Amazing that such monstrous talent could spring from an old 45 of "Pop Goes the Weasel." It was the first record Rodriguez ever heard, and after memorizing it, he moved on to the NBC Nightly News theme and a collection of Beethoven's symphonies, all before he was 6 years old.
"At that point, my parents realized 'this kid's supposed to do something with music,'" Rodriguez said. Piano lessons did little to nurture his gifts, but Motown and rock n' roll tracks by The Temptations, Curtis Mayfield, Led Zeppelin and The Rolling Stones became so entwined with his consciousness that instead of talking about the past in terms of days and seasons, Rodriguez remembers in songs.
"It was always the way I defined time. I can go back and tell you the first time I heard a certain song," he said. "Music is a tool of memory for me."
One such memory, one that changed his life, happened a year after Rodriguez and his family moved from New York to Idaho.
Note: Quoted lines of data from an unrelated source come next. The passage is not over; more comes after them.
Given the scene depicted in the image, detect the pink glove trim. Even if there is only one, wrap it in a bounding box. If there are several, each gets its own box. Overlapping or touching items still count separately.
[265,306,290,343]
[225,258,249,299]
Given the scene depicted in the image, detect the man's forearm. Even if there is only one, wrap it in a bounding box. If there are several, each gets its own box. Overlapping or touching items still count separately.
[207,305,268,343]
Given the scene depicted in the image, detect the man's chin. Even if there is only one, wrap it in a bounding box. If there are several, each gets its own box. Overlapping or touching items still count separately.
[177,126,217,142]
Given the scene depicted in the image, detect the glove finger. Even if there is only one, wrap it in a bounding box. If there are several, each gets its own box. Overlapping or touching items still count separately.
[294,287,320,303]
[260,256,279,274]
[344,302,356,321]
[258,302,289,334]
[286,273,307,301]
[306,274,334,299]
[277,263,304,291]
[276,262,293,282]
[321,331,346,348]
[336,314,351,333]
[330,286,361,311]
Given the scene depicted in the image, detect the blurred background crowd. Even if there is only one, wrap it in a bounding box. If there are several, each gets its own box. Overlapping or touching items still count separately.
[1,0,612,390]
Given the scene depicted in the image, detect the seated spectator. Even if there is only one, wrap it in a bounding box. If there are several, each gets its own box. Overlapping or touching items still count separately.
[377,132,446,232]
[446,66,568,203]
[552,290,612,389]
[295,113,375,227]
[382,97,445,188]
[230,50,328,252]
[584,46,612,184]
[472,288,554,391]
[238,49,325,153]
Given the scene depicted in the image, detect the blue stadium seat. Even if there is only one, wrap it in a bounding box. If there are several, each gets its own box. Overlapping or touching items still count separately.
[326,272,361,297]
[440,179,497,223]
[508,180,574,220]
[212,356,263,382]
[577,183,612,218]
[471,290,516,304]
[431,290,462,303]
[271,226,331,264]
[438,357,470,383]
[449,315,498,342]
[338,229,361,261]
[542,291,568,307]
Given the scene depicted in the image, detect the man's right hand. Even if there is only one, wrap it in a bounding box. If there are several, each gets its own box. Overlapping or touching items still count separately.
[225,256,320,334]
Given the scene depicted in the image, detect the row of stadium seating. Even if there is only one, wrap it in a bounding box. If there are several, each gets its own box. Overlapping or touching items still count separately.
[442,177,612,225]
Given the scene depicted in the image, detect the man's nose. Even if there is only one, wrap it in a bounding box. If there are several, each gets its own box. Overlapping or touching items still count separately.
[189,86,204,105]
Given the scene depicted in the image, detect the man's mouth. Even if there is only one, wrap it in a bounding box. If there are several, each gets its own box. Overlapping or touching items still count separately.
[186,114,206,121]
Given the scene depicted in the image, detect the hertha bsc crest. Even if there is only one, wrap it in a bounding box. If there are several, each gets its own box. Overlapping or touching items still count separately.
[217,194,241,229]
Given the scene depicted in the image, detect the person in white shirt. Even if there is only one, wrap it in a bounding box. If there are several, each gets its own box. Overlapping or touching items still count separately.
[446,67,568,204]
It was 1979, and he heard a song on the radio that hit somewhere deep.
"Hey, Joe, where you going with that gun in your hand ... It was Jimi Hendrix. I hadn't heard it in 10 or 12 years, but I knew that song-remembered hearing it in the Lincoln Tunnel-and I listened to that tape all weekend," he said. "After that, it was over. Forget it. Something really changed for me at that point. I was determined to figure out what Jimi was doing on the guitar." Rodriguez's current style is worlds away in the lush rhythms of Africa and Cuba and the dense melodies of Spain and South America, but he insists the influence is there.
While pursuing a degree in philosphy and literature at Bard College in New York, Rodriguez let music be secondary, or as he says, "hidden." Then he was asked to accompany a singer from Harlem in a student show.
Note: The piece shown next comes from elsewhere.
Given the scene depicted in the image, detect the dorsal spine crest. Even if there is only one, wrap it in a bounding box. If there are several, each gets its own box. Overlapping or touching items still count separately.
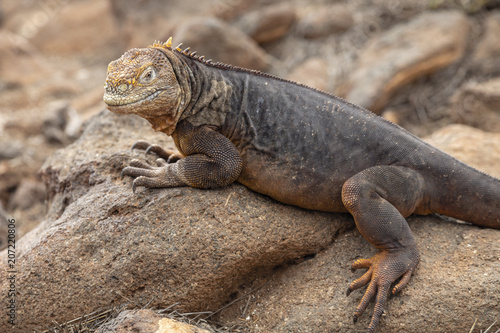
[146,38,349,105]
"I kind of tore it up," he chuckled. "No one knew who I was, and after that everyone knew who I was."
Even as his skills developed, Rodriguez had no real sense of cultural identity, an element that now characterizes his music. It took the guidance of a great Spanish cellist named Luis Garcia Renart and a broken amplifier to wake him up to his own heritage.
"[Garcia Renart] is responsible for my awakening; I just had to learn the techniques. Then my amp broke," Rodriguez said. "Someone loaned me a Spanish guitar, and I got into flamenco and learned the basics of Spanish classical. That's how it began-with a broken amp."
Rodriguez went on to study in Spain at the University of Salamanca and learned to speak the language. He began to understand and emulate morina, or the melancholic longing threaded throughout the regional shades of Spanish music.
"I had an affinity for the music, got into the feeling of it really easily. There was a blood connection, an innate understanding," Rodriguez said. From there, he began experimenting with everything from the indigenous Indian style to that of Africa, Puerto Rico, Cuba, Venezuela and Brazil, yet he doesn't write songs with a particular corner of the world in mind. "I write whatever the spirit gives. The hardest thing is showing up for the appointment," he said.
Many years later, Rodriguez is a career musician with an amazing repertoire. He has released two wonderful CDs, Guitarra de mi Alma and Dialogue, and gigs range from huge events at the Waldorf Astoria to engagements in exotic places like France and Egypt to regular demonstrations at the Brooklyn Public Library. He even plays weddings from time to time, remembering to be present and care about his music no matter where it's being played.
"If it doesn't move me it's not going to move anybody," he said, adding that projects like his current collaboration with African percussionist Hasan Bakr and teaching music to inner-city Latino kids feed the part of his soul that would like to just go through the motions sometimes. "Just to create something really positive that goes into peoples' hearts, not their heads-it's important now, that type of music," he said. "There's a lot of negativity out there, and I'm just trying to give a different message."
June 25, 6:30 p.m., FREE, Ann Morrison Park-Rodriguez plays with Vincent Miresse, Sally Tibbs and Kevin Kirk with Onomatopoeia as part of Hot Air, Cool Jazz.
June 26, 4-7 p.m., $25, Boise Yoga Center-Vinyasa yoga session followed by Miresse and Rodriguez.